Owen is so screwed up, it must be his family’s fault. As part of her tough love regimen, his exasperated girlfriend insists he reconcile with his grandmother Violet and sister Pearl, his only surviving blood relations. Then she meets them. They are in for some decidedly awkward family meals in Richard Bates, Jr.’s Trash Fire, which screens during the 2016 Sundance Film Festival.
Owen hates himself, hates his shrink, and most of all he hates his family. He loves Isabel, but he has a hard time showing it. In fact, he has a habit of saying crass, hurtful things. His boorish, boozy rudeness has alienated Isabel from her friends and family, but Owen vows to turn over a new leaf when she announces her pregnancy. Part of his mission is a family reunion, but the flashes of demonic imagery that accompany his epileptic seizures suggest that might not be such a good idea.
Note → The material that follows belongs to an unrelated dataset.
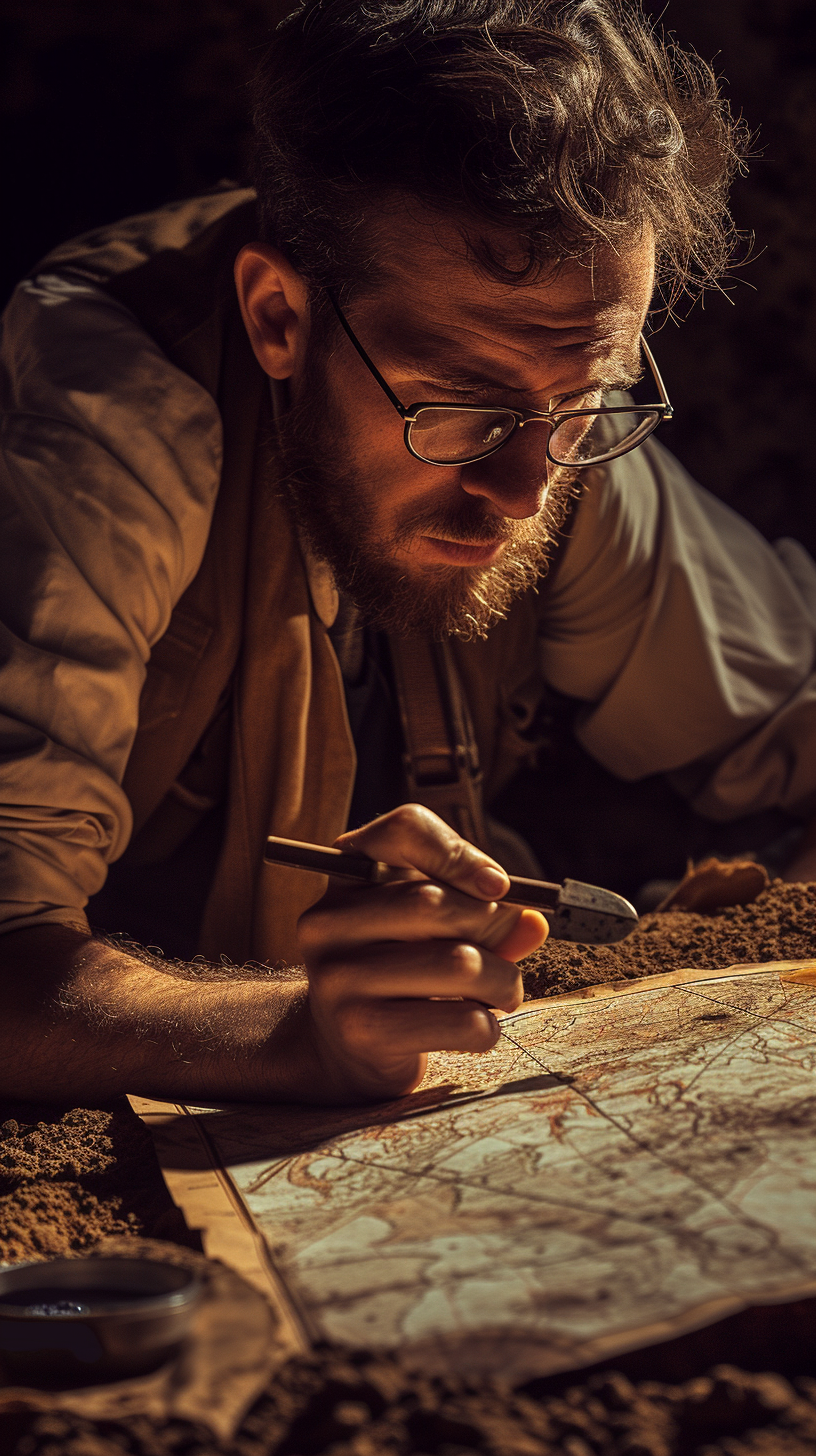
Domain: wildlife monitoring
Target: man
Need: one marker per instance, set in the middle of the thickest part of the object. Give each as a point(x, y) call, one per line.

If you think Owen is obnoxious, wait till you get a load of Grandma. However, you will have to wait to meet the reclusive Pearl. Due to her extensive burn injuries, she avoids most human contact. Grandmama fooled Owen into believing it was his fault, but it was really her doing. Yes, she is your basic delusional, psychotic judgmental Fundamentalists. You know, one of those.
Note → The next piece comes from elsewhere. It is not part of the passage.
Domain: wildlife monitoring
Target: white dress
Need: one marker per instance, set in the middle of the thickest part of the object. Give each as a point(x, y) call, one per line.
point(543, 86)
There is actually very little genre business in the first half, but it features the crudest, snippiest, most caustic dialogue you will ever hear in a months of Sundays. Obviously, that is a good thing. It certainly makes Trash Fire distinctive. In fact, it sort of a letdown when Violet starts following her divine homicidal inclinations. The super-Christian stereotype is also more than a little tiresome. Really, we needed another one of those?
Still, Adrian Grenier’s Owen is just spectacularly messed up. The bile he dredges up is quite impressive. To her credit, Angela Trimbur hangs with Grenier quite well, developing some emasculating chemistry. Watching them tear into each is just good cinema.